Pentagon Bracing for Leadership ChangeJune 22, 2010 - 3:42 PM | by: Justin Fishel
Military officials inside the Pentagon are bracing themselves for the possibility that by Wednesday morning General Stanley McChrystal might not be the top commander in Afghanistan. Fallout in Washington from a disastrous profile piece of the general in the Rolling Stone magazine is thickening by the minute.
At the White House press briefing Tuesday the mood seemed grim. Asked repeatedly about McChrystal’s future following revelations he and his aides openly mocked and disparaged President Obama and members of his administration, White House spokesman Robert Gibbs did nothing to assure the public that the president was working to keep McChrystal on board. “All options are on the table,” Gibbs said. He called the magnitude of McChrystal’s errors in the profile piece “profound” and added that “these efforts are bigger than one person.”

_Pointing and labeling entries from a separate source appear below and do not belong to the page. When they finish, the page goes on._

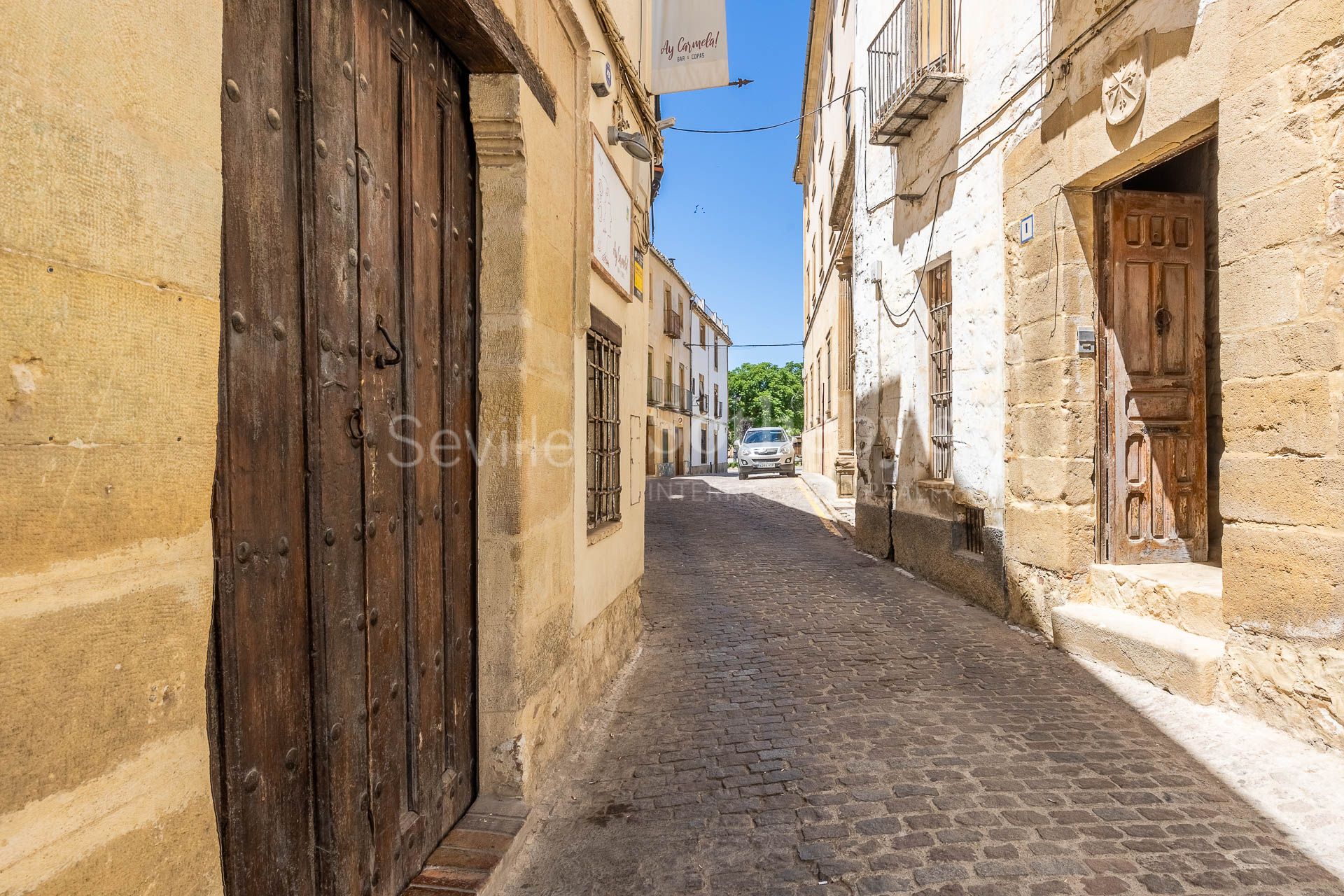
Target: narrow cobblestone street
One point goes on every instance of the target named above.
(803, 715)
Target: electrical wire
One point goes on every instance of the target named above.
(752, 131)
(909, 311)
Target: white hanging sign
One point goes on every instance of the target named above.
(612, 216)
(691, 45)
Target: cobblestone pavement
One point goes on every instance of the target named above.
(806, 719)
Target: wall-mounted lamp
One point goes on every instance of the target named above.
(632, 143)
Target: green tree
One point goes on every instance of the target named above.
(765, 394)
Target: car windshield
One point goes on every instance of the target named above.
(764, 435)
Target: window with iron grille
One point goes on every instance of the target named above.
(604, 428)
(940, 368)
(974, 528)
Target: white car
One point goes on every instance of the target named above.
(765, 449)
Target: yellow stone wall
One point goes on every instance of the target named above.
(1266, 74)
(109, 272)
(109, 277)
(556, 615)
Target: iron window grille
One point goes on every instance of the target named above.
(940, 368)
(974, 528)
(604, 430)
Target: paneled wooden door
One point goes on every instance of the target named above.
(1155, 365)
(344, 532)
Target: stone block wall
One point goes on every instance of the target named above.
(109, 314)
(1281, 199)
(1265, 77)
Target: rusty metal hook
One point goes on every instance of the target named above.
(382, 360)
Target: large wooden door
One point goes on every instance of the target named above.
(344, 532)
(1155, 365)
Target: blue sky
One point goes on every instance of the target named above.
(729, 211)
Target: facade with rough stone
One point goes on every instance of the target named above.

Pentagon public affairs officers seemed blown away that McChrystal’s media relations staff and close aides decided to allow him to do this interview. They all agree that to say the things they did in front of a reporter from the Rolling Stone showed extremely poor judgment.

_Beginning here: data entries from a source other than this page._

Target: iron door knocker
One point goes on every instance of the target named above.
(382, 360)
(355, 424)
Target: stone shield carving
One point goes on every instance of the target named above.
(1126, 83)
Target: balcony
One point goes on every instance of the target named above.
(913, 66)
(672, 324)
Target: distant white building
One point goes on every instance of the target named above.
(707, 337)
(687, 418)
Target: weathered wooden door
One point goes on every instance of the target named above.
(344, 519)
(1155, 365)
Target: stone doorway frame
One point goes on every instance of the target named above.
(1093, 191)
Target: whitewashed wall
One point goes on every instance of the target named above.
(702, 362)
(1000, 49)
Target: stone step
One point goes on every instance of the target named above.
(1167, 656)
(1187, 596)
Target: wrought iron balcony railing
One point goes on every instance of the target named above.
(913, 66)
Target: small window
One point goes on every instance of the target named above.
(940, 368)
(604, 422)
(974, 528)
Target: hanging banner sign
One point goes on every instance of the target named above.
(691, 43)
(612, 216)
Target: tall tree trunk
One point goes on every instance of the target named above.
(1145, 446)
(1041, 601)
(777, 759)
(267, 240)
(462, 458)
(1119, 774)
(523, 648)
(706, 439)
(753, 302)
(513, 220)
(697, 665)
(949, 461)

Meanwhile Defense Secretary Robert Gates released a statement saying General McChrystal made a “significant mistake and exercised poor judgment in this case.” A senior defense official told Fox it’s important to note that absent from the secretary’s statement was any mention of trust or confidence in the the general. “That would have been a key phrase,” this official said. “When you relieve someone of duty it’s often because trust and confidence are lost.”
Secretary Gates will meet with Obama at 3:15 pm ET Tuesday to discuss the McChrystal situation in person. According to a source close to Gates they’ve already had a number of conversations since last night — conversations that “are not business as usual,” this source said.
Officials in the Pentagon agree that deciding whether or not to fire General McChrystal will be one of the hardest decisions of the Obama presidency.
This issue could not come at a worse time in the war. The president is just weeks away from completing his 30,000 troop surge into southern Afghanistan, and perhaps only days away from the start of another major operation in Kandahar — Afghanistan’s Taliban-controlled population center. Just east of Kandahar the offensive in Marjah is taking longer than expected and is like a “bleeding ulcer,” as McChrystal recently put it.
The counterinsurgency strategy and the troop buildup that goes with it was devised in large part by McChrystal, and to remove him from the country at such a critical juncture is sure to draw criticism from across the military.
Yet if President Obama doesn’t force McChrystal out and lets him continue as normal, he runs the risk of appearing weak in the face of what many are describing as blatant insubordination. The president also has to weigh the fact that McChrystal already has a few bad marks on his record. Last Fall he was scolded by the White House for publicly calling for more troops in Afghanistan before the president had reached a decision. And prior to taking the job as head of US and NATO forces in Afghanistan, McChrystal was involved in covering-up the friendly fire incident that killed former NFL player-turned Army Ranger, Corporal Pat Tillman.
Until an announcement is made, officials in the Pentagon remain deeply concerned about McChrystal’s future and worry that they may soon have to focus on the question of who will take over.